Correct Article 29
PERDA Nomor 8 Tahun 2019 | Peraturan Daerah Nomor 8 Tahun 2019 tentang PENGELOLAAN BARANG MILIK DAERAH
Current Text
(1) KSP atas BMD dilaksankan dengan ketentuan :
a. Tidak tersedia atau tidak cukup tersedia dana dalam APBD untuk memenuhi biaya Operasional, Pemeliharaan dan/atau Perbaikan yang diperlukan terhadap BMD tersebut;
b. Mitra KSP ditetapkan melalui tender, kecuali untuk BMD yang bersifat khusus dapat dilakukan penunjukan langsung;
c. Penunjukan langsung mitra KSP atas BMD yang bersifat khusus sebagimana dimaksud pada huruf b, dilakukan oleh Pengguna Barang terhadap BUMN/BUMD yang memiliki bidang dan/atau wilayah kerja tertentu sesuai ketentuan Peraturan Perundang-undangan;
d. Mitra KSP harus membayar kontribusi tetap setiap tahun selama jangka waktu pengoperasian yang telah ditetapkan dan pembagian keuntungan hasil kerja sama pemanfaatan ke rekening Kas Umum Daerah;
e. Besaran pembayaran kontribusi tetap dan pembagian keuntungan hasil KSP BMD ditetapkan dari hasil perhitungan tim yang dibentuk oleh :
1. Bupati, berupa tanah dan/atau bangunan;
2. Pengelola Barang selain tanah dan/atau bangunan.
f. Besaran pembayaran kontribusi tetap dan pembagian keuntungan hasil KSP harus mendapat persetujuan Pengelola Barang;
g. Dalam KSP BMD berupa tanah dan/atau bangunan, sebagian kontribusi tetap dan pembagian keuntungannya dapat berupa bangunan beserta fasilitasnya yang dibangun dalam satu kesatuan perencanaan tetapi tidak termasuk sebagai objek KSP;
h. Besaran nilai bangunan beserta fasilitasnya sebagai bagian dari kontribusi tetap dan kontribusi pembagian keuntungan sebagai mana dimaksud pada huruf g, paling banyak 10% (sepuluh persen) dari total penerimaan kontribusi tetap dan pembagian keuntungan selama masa KSP;
i. Bangunan yang dibangun dengan biaya sebagian kontribusi tetap dan pembagian keuntungan dari awal pengadaannya merupakan BMD;
j. Selama jangka waktu pengoperasian, mitra KSP dilarang menjaminkan atau menggadaikan BMD yang menjadi objek KSP; dan
k. Jangka waktu KSP paling lama 30 (tiga puluh) tahun sejak perjanjian ditandatangani dan dapat diperpanjang.

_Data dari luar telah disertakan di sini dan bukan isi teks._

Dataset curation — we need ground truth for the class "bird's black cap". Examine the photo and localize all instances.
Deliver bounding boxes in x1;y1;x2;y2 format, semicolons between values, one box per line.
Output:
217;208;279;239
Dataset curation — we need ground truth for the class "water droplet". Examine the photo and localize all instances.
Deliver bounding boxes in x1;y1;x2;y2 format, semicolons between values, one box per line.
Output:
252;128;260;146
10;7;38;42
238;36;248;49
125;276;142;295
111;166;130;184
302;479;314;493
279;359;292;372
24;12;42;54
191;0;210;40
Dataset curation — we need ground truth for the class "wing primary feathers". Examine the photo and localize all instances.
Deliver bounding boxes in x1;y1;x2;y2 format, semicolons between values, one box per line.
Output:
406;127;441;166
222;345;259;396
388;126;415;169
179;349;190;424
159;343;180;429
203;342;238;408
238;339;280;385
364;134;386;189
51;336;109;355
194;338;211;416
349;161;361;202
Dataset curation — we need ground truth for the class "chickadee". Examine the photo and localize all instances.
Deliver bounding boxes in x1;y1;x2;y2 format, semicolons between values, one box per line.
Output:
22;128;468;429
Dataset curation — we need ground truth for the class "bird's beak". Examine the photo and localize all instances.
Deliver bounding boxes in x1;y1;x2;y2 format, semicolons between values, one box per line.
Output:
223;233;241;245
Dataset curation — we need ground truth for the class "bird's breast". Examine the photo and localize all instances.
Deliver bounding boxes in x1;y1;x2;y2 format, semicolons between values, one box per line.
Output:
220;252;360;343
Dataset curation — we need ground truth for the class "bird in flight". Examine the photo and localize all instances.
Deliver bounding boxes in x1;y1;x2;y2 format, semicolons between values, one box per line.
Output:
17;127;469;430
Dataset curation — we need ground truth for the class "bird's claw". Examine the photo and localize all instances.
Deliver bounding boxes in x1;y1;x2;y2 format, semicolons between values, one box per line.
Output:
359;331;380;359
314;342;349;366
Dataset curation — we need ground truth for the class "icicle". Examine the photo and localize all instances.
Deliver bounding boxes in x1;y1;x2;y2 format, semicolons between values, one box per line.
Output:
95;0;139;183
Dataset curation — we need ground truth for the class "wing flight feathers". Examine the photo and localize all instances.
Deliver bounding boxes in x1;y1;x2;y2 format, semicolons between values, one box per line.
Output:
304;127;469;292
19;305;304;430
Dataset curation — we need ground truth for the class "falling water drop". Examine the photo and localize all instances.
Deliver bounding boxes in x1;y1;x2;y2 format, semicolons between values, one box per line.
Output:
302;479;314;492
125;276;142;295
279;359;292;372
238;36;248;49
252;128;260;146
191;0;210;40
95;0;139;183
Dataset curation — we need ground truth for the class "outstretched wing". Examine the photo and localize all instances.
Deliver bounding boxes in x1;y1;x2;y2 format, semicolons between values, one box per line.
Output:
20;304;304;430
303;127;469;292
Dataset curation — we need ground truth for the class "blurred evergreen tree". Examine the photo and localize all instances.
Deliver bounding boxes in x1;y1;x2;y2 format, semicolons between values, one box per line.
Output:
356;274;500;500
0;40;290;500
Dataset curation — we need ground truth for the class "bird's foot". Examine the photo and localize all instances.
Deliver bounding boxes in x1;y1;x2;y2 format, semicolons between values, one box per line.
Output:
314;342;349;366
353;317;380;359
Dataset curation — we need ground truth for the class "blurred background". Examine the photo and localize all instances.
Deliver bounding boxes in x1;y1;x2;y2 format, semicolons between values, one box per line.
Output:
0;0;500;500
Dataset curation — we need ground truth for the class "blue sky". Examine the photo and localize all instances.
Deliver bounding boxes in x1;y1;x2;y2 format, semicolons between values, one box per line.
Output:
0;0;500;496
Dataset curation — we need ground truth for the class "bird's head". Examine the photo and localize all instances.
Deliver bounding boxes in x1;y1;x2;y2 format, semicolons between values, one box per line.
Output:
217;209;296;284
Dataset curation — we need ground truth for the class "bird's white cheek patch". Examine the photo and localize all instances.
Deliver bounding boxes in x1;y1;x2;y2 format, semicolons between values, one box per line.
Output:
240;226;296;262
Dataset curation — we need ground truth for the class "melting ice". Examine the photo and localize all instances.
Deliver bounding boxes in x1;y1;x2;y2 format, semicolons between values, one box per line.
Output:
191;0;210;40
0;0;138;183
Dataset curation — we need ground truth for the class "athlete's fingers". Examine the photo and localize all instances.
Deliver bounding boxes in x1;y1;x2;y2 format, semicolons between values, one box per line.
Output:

(2) Semua biaya persiapan KSP yang terjadi setelah ditetapkannya mitra KSP dan biaya pelaksanaan KSP menjadi beban mitra KSP.

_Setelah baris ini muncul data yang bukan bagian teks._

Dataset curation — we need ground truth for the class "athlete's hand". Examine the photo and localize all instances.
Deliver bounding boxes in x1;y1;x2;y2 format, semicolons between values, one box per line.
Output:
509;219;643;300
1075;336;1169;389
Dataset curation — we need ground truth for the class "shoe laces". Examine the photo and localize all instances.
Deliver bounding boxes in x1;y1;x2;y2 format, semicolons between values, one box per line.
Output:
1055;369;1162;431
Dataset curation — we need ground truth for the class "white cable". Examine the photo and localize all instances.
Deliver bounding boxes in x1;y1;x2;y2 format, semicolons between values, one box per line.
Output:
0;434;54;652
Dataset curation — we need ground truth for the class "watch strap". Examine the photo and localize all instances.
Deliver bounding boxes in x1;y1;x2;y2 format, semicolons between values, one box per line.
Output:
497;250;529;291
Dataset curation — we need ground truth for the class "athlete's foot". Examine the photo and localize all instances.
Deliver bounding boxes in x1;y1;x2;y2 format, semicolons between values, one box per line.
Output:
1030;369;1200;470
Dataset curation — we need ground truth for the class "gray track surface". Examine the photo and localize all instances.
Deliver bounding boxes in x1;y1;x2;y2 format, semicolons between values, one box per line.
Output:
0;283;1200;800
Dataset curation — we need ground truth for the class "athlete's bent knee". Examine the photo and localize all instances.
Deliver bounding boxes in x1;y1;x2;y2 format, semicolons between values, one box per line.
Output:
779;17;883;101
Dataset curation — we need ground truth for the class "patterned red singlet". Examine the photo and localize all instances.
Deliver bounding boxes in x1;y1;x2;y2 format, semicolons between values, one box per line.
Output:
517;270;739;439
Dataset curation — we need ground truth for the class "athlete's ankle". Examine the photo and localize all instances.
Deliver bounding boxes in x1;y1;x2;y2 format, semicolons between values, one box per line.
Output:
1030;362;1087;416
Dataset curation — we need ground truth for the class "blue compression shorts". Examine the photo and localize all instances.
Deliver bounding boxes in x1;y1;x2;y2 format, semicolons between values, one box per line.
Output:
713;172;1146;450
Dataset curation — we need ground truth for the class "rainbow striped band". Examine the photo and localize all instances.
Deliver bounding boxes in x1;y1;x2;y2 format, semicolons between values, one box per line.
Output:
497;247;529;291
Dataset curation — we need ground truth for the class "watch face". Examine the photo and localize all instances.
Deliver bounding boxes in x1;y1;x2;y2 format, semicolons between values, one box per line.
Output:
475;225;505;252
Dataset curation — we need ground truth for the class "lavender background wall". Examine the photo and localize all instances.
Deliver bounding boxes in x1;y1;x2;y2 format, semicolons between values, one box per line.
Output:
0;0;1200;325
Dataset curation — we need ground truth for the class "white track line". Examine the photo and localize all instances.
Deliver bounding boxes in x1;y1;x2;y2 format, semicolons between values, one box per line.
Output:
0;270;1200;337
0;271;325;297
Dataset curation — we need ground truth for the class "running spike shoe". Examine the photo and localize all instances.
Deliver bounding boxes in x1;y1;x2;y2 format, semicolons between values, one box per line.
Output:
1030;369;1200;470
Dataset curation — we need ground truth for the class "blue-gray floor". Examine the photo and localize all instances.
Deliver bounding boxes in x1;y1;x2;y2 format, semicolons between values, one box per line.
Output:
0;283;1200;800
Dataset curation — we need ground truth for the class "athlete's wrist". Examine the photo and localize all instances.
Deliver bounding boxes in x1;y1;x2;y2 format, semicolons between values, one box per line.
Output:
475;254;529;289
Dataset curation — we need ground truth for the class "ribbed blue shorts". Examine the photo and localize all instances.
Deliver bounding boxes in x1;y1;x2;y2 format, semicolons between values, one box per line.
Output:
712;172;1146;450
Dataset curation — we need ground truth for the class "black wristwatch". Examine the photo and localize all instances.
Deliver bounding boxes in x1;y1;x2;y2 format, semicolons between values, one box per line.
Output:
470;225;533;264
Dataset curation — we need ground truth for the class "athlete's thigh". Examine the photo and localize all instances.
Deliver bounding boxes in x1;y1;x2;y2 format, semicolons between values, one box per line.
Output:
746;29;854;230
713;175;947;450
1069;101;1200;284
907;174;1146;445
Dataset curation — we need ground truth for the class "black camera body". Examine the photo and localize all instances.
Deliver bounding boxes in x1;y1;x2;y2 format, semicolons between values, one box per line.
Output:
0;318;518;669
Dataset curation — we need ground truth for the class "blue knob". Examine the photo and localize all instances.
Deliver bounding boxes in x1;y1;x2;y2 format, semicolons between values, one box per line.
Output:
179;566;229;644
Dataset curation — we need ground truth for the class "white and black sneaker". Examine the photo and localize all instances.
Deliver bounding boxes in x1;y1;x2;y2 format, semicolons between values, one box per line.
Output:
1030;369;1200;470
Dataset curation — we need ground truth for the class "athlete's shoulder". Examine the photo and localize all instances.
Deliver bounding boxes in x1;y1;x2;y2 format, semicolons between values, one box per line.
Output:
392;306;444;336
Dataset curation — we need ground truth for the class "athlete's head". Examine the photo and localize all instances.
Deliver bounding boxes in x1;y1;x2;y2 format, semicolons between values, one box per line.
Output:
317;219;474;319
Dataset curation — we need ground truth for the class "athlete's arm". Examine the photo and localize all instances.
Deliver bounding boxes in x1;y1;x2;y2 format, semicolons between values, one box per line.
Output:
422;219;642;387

(3) Ketentuan mengenai jangka waktu sebagaimana dimaksud pada ayat (1) huruf k, tidak berlaku dalam hal KSP atas BMD untuk penyediaan infrastruktur berupa :
a. Infrastruktur transportasi meliputi pelabuhan laut, sungai dan/atau danau, Bandar udara dan terminal;
b. Infrastruktur sumber daya air meliputi saluran pembawa air baku dan/atau waduk atau bendungan;
c. Infrastruktur air minum meliputi bangunan pengambilan air baku jaringan transmisi, jaringan distribusi dan/atau instalasi pengolahan air minum;
d. Infrastruktur air limbah meliputi instalasi pengolah air limbah dan/atau saran persampahan yang meliputi pengangkut dan/atau tempat pembuangan;
e. Infrastruktur telekomunikasi meliputi jaringan telekomunikasi;
f. Infrastruktur ketenagalistrikan meliputi pembangkit, transmisi, distribusi dan/atau instalasi tenaga listrik; dan
g. Infrastruktur minyak dan/atau gas bumi meliputi instalasi pengolahan penyimpanan, pengangkutan, transmisi dan/atau distribusi minyak dan/atau gas bumi.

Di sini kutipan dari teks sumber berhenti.